Professor Supiot will be giving two lectures during his stay at the Peter Wall Institute:
Law’s subordination to Numbers: From the Gosplan to the Total Market
Date: May 12, 2016
Time: 4:00 pm – 6:00 pm
Location: TBD
One of the many features, which capitalism and communism have in common is the idea that social harmony may be the outcome of a calculation. Where they differ is that “classical” or “old-style” economic liberalism, unlike the Soviet planned economy, considered law and the State to be the condition, and not the means, for achieving social harmony through calculation. Liberalism recognised that the rule of law was necessary for economic harmony, whereas communism used the law as a tool for implementing a harmony based on quantitative computations. The holy union of capitalism and communism, which Europe and China celebrated towards the end of the 20th century, accelerated a process of subordinating the Law to Numbers. Classical liberals were aware that the unrestricted pursuit of individual interests would never lead to general prosperity unless the law set limits on individual greed. But neoliberals take the legal fictions, which ground the market, to be facts of nature. They mistake a construct for a given, and extend the paradigm of the market to all areas of human life, including the law, which is considered to be just another product competing on a market of norms.
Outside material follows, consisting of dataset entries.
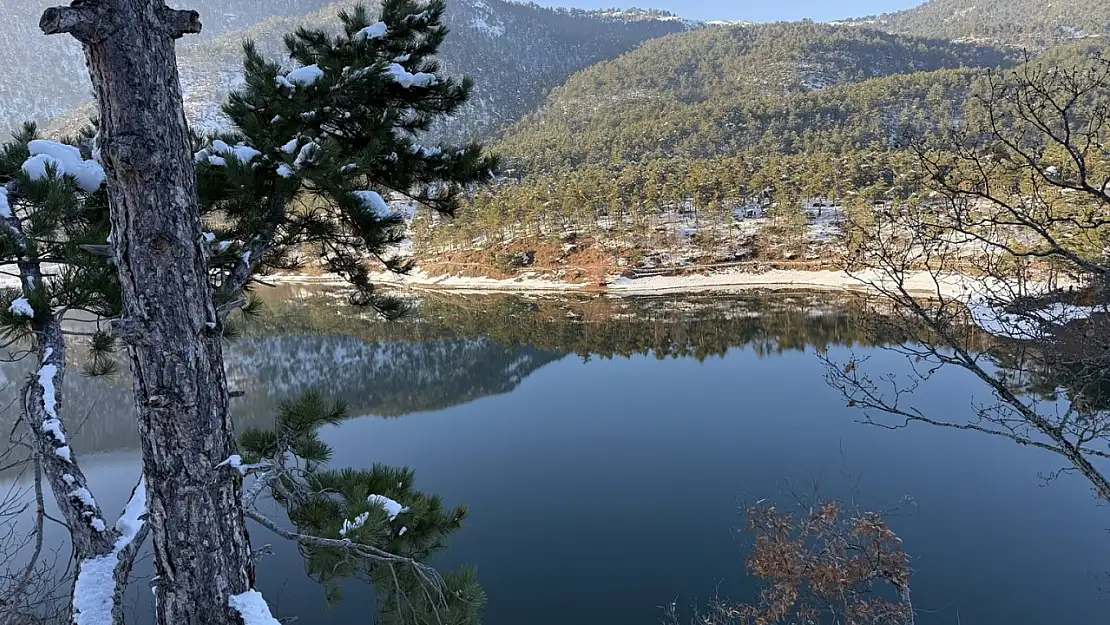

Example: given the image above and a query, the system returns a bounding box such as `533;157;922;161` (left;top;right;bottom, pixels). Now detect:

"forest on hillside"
420;26;1107;266
864;0;1110;48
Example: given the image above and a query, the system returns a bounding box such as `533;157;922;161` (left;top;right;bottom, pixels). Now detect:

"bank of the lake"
276;266;993;299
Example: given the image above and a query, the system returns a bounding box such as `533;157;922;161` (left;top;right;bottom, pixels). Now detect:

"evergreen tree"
1;1;495;623
197;0;497;317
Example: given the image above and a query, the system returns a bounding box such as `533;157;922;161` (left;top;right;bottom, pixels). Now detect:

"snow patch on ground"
349;266;981;298
967;300;1100;340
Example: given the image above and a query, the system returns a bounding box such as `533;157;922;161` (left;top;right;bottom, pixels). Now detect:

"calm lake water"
3;286;1107;624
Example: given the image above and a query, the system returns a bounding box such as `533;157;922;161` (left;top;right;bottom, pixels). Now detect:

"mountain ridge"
493;21;1014;170
38;0;688;142
859;0;1110;48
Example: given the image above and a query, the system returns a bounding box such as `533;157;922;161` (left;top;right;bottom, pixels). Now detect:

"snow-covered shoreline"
270;267;980;299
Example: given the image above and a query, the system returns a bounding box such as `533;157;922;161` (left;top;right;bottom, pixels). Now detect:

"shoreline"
272;267;979;300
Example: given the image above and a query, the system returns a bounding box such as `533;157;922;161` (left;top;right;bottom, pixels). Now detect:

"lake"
3;286;1107;624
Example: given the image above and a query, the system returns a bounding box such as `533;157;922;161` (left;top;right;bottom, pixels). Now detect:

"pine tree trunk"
40;3;253;624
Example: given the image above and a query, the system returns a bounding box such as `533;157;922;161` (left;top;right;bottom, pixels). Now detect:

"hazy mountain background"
0;0;341;137
5;0;686;141
3;0;1106;184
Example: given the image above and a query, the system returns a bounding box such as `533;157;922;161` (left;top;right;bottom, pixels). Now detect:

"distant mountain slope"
39;0;687;142
494;22;1013;170
0;0;340;138
860;0;1110;48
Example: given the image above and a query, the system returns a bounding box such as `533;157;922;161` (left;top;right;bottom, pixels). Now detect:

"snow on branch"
384;63;437;88
228;589;282;625
9;297;35;318
215;454;269;476
72;477;147;625
367;494;409;521
275;65;324;91
354;190;396;218
21;140;104;193
194;139;261;166
355;21;387;40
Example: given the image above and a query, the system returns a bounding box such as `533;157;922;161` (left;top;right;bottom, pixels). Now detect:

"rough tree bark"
39;2;254;624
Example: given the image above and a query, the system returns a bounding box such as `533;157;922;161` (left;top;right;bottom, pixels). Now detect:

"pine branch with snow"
0;120;145;625
0;4;493;623
237;390;483;623
193;0;498;319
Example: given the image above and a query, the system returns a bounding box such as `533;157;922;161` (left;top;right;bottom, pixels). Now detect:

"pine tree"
238;391;485;624
196;0;497;318
4;1;496;623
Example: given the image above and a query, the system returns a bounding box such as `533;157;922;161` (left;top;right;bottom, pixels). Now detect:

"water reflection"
1;288;903;459
0;286;1105;625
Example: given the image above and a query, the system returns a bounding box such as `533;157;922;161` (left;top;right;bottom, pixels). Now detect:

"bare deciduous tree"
827;51;1110;503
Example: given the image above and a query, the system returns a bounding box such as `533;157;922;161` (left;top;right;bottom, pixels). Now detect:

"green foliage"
440;25;1110;252
496;23;1010;172
241;389;480;622
0;123;120;366
80;330;120;378
195;0;498;318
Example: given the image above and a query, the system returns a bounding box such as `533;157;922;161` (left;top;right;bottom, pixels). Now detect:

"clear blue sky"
544;0;924;22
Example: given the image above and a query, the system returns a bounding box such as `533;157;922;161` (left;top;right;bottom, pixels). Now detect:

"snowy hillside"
32;0;686;142
0;0;341;138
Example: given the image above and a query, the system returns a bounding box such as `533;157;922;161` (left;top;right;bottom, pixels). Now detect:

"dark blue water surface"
8;289;1107;625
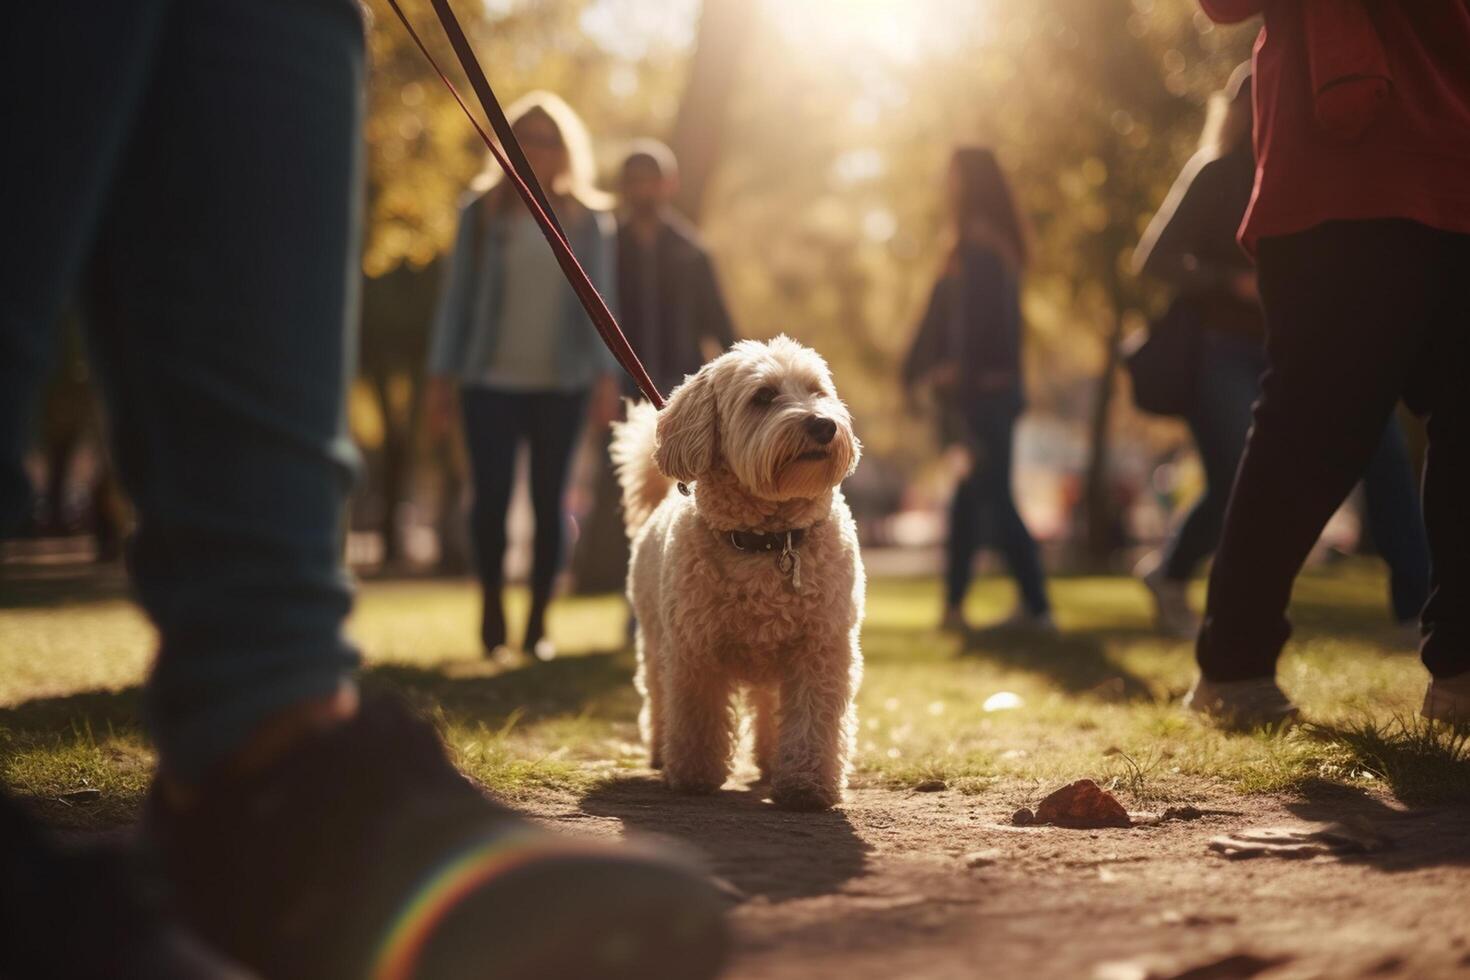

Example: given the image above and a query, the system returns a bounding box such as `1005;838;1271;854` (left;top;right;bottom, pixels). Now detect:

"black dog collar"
726;527;808;554
725;526;816;590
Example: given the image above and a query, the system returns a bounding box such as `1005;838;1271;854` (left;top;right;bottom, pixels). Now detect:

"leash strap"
383;0;666;409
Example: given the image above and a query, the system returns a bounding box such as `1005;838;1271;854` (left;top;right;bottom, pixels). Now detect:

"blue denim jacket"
426;191;618;389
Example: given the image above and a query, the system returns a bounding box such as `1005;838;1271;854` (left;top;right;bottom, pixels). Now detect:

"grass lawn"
3;559;1468;831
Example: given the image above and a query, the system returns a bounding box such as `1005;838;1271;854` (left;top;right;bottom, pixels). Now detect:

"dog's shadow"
578;775;871;902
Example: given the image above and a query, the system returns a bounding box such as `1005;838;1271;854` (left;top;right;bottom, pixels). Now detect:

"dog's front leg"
661;657;734;795
771;645;855;812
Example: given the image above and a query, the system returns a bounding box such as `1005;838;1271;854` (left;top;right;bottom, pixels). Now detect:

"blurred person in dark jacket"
573;141;738;595
616;140;736;396
904;146;1052;634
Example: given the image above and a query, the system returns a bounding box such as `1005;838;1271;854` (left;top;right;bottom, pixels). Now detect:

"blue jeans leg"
1361;417;1431;623
4;0;368;780
0;2;170;535
950;408;1049;616
1162;331;1264;582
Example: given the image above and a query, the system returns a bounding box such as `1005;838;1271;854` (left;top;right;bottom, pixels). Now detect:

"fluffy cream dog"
611;336;865;811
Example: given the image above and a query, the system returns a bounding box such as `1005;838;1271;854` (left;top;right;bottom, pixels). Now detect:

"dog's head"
654;336;860;500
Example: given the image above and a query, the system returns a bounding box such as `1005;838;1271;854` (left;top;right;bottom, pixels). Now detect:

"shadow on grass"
1306;719;1470;807
0;687;146;738
365;649;638;730
0;687;149;830
579;775;870;901
953;625;1158;702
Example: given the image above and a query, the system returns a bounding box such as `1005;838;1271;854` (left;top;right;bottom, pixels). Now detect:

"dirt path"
524;778;1470;980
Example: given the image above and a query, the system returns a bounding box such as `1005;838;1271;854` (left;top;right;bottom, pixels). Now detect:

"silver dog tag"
779;532;801;591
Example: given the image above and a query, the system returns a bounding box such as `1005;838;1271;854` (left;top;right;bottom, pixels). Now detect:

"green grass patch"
1;560;1462;829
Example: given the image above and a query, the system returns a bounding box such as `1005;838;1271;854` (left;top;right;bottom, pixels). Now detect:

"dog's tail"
610;400;671;536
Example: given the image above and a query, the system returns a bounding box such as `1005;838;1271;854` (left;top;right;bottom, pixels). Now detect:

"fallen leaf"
1034;779;1132;829
1208;823;1389;860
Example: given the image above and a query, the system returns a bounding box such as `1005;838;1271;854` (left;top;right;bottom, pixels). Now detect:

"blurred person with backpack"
1184;1;1470;727
1130;63;1429;641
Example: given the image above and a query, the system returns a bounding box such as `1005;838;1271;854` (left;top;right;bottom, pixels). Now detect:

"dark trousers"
460;387;588;608
945;406;1050;616
1164;331;1430;623
1198;220;1470;682
0;0;364;779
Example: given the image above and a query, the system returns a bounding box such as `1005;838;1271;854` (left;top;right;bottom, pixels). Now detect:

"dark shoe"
481;590;507;654
0;789;248;979
146;695;728;980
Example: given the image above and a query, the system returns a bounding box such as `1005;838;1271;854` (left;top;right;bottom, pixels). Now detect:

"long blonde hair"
470;90;613;212
1198;64;1253;160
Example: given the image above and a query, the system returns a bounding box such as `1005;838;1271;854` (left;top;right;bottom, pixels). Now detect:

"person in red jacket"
1186;0;1470;727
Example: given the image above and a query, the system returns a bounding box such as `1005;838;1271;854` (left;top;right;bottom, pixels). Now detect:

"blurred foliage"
359;0;1257;543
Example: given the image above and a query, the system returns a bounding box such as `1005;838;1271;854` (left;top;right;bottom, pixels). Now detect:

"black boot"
480;585;506;655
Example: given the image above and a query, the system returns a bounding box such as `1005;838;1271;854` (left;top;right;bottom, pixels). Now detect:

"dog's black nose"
805;415;836;445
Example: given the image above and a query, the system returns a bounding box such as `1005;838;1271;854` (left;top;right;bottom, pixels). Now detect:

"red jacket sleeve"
1199;0;1263;24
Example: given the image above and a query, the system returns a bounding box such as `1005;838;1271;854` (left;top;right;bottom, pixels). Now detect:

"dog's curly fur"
611;336;865;811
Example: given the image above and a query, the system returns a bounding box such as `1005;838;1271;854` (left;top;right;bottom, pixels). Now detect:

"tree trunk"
668;0;753;222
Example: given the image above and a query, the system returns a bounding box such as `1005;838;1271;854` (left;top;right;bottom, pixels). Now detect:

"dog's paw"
771;778;838;812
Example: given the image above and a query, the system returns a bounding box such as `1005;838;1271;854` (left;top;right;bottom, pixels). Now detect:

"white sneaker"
1184;675;1300;731
1422;672;1470;725
1135;552;1199;639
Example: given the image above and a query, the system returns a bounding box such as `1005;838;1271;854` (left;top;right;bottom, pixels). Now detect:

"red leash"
383;0;667;410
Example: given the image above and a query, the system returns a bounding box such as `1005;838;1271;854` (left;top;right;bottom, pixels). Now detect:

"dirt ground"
523;777;1470;980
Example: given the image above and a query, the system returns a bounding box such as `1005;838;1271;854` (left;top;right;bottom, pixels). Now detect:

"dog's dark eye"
752;386;777;407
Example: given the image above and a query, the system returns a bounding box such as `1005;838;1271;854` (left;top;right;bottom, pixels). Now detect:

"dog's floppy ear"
654;365;718;482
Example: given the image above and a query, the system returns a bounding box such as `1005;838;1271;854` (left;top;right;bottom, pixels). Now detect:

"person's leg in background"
942;459;984;631
1360;415;1431;627
1418;231;1470;718
971;407;1051;622
1146;331;1264;636
461;387;524;654
1192;220;1442;726
523;388;590;657
0;4;169;535
0;6;248;976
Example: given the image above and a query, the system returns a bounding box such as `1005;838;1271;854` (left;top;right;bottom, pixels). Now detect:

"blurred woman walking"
904;147;1053;634
425;91;619;660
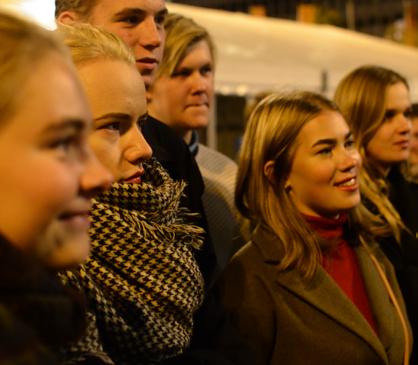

What does the ILO Constitution mean by “genuinely human work in humane conditions [“un régime de travail réellement humain”] ?
Date: May 19, 2016
Time: 4:00 pm – 6:00 pm
Location: TBD
The First World War was the first full-scale experience of that Ernst Jünger called a “total mobilization”, a process in which “every life is converted into energy”. The forms of social organization introduced during the Great War continued to make themeselves felt on the return to peacetime. The concept of “total mobilization” influenced Carl Schmitt’s concept of the Total State and Hannah Arendt’s concept of totalitarianism. Its heuristic value remains powerful, because it exists today in the new form of the Total Market, in which every existence is converted into a quantifiable resource and the inhabitants of every nation of the world are precipitated into an unceasing, and pitiless, economic war. But the First World War had an impact on the regime of work in another, more frequently cited and acclaimed, way: through the Treaty of Versailles, it brought about the creation of the International Labour Organisation (ILO). According to the Preamble of the ILO’s Constitution “the failure of any nation to adopt humane conditions of labour [un régime de travail réellement humain] is an obstacle in the way of other nations which desire to improve the conditions in their own countries. So how were these two legacies of the Great War articulated together? Is the pursuit of “humane conditions of labour” compatible with “the scientific organisation of work” and the total mobilisation of human capital for a global competitive market?